NASHVILLE, Tenn. The Army is targeting November for delivery of the first Improved Turbine Engine Program (ITEP) engines, built by General Electric Aviation [GE], to the two competitors vying for the Future Attack Reconnaissance Aircraft (FARA) program. 

Brig. Gen Rob Barrie, program executive officer for aviation, told reporters at the Army Aviation Association of America annual conference here that delivery of the ITEP engine later this fall sets the path for first flight of the FARA competitive prototypes in 2023.

The Army’s GE T901 First Engine to Test installed in the test cell before initial engine light off. The engine’s light off marks the start of 100 hours of run time throughout the next two months to verify and validate engine performance models. Photo: General Electric

 “There’s a pathway for them to fly in ‘23. There’s risk associated with that. But it’s all hands on deck to manage and mitigate those risks,” Barrie said. “In the interim, though, we haven’t slowed down with the build of two competitive prototypes. They’re [both] about 80 percent built, albeit without the engine yet”

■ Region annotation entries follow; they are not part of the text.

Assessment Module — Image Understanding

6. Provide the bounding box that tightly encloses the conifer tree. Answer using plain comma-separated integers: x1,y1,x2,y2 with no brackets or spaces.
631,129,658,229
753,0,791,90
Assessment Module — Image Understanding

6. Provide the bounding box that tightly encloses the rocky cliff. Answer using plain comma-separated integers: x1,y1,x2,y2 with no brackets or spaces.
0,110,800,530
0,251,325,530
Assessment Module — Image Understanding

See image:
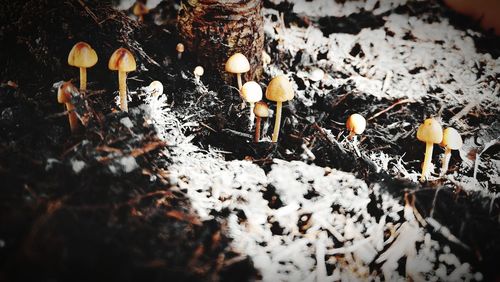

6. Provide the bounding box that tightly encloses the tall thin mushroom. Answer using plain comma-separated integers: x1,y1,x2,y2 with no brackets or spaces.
68,41,97,90
253,101,269,143
417,118,443,181
225,53,250,90
440,127,463,176
57,81,80,133
241,81,262,128
266,75,294,142
108,48,137,111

The Army has selected Bell’s [TXT] 360 Invictus and Sikorsky’s [LMT] Raider X designs for the FARA competitive prototyping (CP) phase as it looks to field a new scout attack helicopter.

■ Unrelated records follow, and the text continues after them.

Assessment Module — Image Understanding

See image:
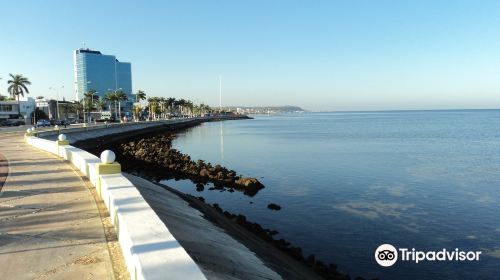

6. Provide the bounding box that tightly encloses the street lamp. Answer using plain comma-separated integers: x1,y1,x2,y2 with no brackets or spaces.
108,88,123,122
49,86,64,119
82,81,92,126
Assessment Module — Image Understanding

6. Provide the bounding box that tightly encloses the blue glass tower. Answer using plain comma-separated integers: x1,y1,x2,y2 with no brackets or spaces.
73,49,132,100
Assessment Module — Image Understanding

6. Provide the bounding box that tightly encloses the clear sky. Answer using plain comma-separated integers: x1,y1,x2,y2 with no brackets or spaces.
0,0,500,110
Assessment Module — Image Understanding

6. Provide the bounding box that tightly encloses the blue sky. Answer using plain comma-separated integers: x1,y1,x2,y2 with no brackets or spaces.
0,0,500,110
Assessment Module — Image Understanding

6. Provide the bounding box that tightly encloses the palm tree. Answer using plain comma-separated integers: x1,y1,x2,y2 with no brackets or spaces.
104,91,118,119
83,89,99,123
185,100,194,117
134,90,146,102
148,97,159,119
133,104,142,120
96,98,108,113
116,90,128,119
158,97,167,118
167,97,175,115
7,74,31,116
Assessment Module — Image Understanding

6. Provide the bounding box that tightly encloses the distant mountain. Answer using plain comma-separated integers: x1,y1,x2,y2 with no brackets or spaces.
230,105,307,114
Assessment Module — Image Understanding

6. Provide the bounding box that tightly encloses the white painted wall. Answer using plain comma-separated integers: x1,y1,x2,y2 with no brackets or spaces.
26,137,206,280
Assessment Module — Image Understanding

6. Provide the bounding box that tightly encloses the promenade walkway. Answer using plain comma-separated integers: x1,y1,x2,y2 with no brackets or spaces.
0,132,114,279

GE Aviation was awarded a $517 million contract in February 2019 to develop its T901 engine for ITEP, which will be the future engine for FARA as well as the Army’s AH-64 Apache and UH-60 Black Hawk helicopters (Defense Daily, Feb. 1 2019). 

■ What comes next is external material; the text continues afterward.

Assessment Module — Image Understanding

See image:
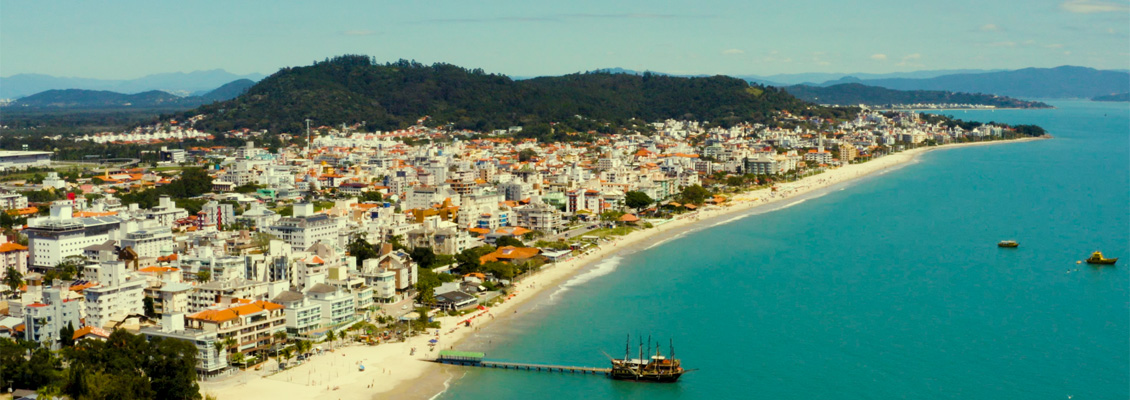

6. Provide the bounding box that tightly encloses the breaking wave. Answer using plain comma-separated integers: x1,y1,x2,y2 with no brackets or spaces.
549,255,624,304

Barrie said delays on the engine program “challenged the original schedule that we had” for the FARA competitive prototypes, while he cited the recent “first engine to test” for ITEP as a significant milestone as the program moves forward.

“The good news is that General Electric has achieved the significant milestone of lighting off that first engine. That occurred last week. And, actually, over the course of the last week, they’ve run about seven hours on the engine, to include some portion of time at max power,” Barrie said.

GE Aviation noted last month that testing of the first T901 engine is being performed in a newly upgraded test cell at its Lynn, Massachusetts facility, and will include running “a number of simulated flight conditions to collect performance data of the highly instrumented test engine” (Defense Daily, March 24). 

The “first engine to test” (FETT) for ITEP was originally slated for late fiscal year 2021, but was pushed into this year due to COVID-related delays.

“I think the [GE] team has fought through a tremendous amount of adversity for what is arguable one of our most important technologies going into FARA, which is this transformational engine,” Maj. Gen. Walter Rugen, director of the Army’s Future Vertical Lift Cross Functional Team, told reporters.